What SEO Geeks Argue About

Feb 13, 2012 • 8:59 am | comments (21) by twitter Google+ | Filed Under SEO - Search Engine Optimization
 

SEO Geeks ArgueThis morning, I spotted a group of SEOs arguing about if a URL can be "indexed" if the page is blocked by a noindex tag or robots.txt file?

It is a valid SEO question but when you ask that in a room of SEO geeks, the responses can get pretty wild.

You've all seen examples of URLs in the search results that just list the URL but not the actual title tag and snippet of the page. That is typically because Google has a copy of the URL in their database as a reference but has not crawled or indexed the content on the web page because it is restricted to do so for one reason or another.

The question is, is that URL considered indexed or not? That depends on the definition of "indexed" and which SEO you ask.

Let me share the tweets about this:

The discussion went on for dozens and dozens of tweets with no one winning.

Matt or John, want to chime in and give the final answer?

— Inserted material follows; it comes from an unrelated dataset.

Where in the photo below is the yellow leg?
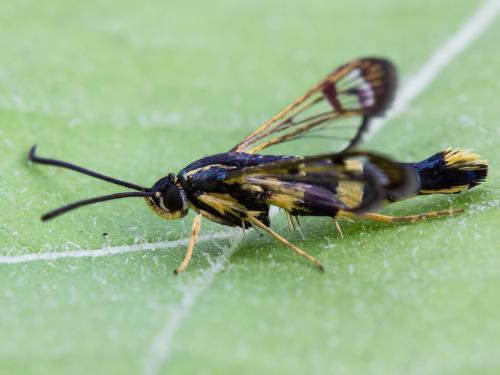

Forum discussion at, um, Twitter.

Previous story: Will Socially Awkward Sites Suffer In Google In The Long Run?
 

Comments:

m_j_taylor

02/13/2012 02:07 pm

I've seen pages that were ostensibly blocked that were cached ... which means they must be crawled, but who am I to argue? 

rjonesx

02/13/2012 02:12 pm

Discussions like this make me want to punch everyone in the face. Including myself.

rjonesx

02/13/2012 02:16 pm

Google's robots.txt handling is imperfect (so is every bots). For example, they don't re-check robots.txt every time they crawl a URL on your site. Instead, they check robots.txt with some level of frequency (probably a mix on the frequency with which you have updated it in past, the discovery of new directories, number of URLs queued, etc.), and then apply that to the URLs they have queued to spider. If the robots.txt changes between that time, they will still spider and index/cache those URLs.

AndyBeard

02/13/2012 02:16 pm

Here Matt used the terminology "Uncrawled reference" http://www.stonetemple.com/articles/interview-matt-cutts.shtml  Just to confuse matters John Mu does say "for indexing if we don't crawl" https://plus.google.com/107576957488923607021/posts/PCqaNsmsabz  I think what Matt says is much cleaner... why? Because then if a URL is "indexed" it means it has been crawled, and then a meta "noindex" or x-robots noindex can remove it.

Autocrat (Lyndon NA)

02/13/2012 03:00 pm

robots.txt is generally cached for 24+ hours. G will check their last reference rather than constantly checking it. If you want to ensure something is Not indexed - you have to let G crawl it. That means robot.txt is of no real use to prevent indexation. If it shows in the SERPs - it's in G's index. This is regardless of whether the actual file has been crawled or not. G may pick up the URL, it may utilise inbound link text, it may utilise content from linking sources etc. ... but it will not use the content from the page as it was not crawled. If G actually took a directive in robots.txt to mean "do not index" as well as "do not crawl", this wouldn't be a problem! . Question - how is it that in this day/age - after so many years of this sort of behaviour from G, is it still an "issue"?

Oli

02/13/2012 04:03 pm

If a reference link has not been crawled it has not been indexed, but it can still appear in the results. Chances are though you will never see one, why?  Google has zero content for it. A lot of the argument here is simply over syntax.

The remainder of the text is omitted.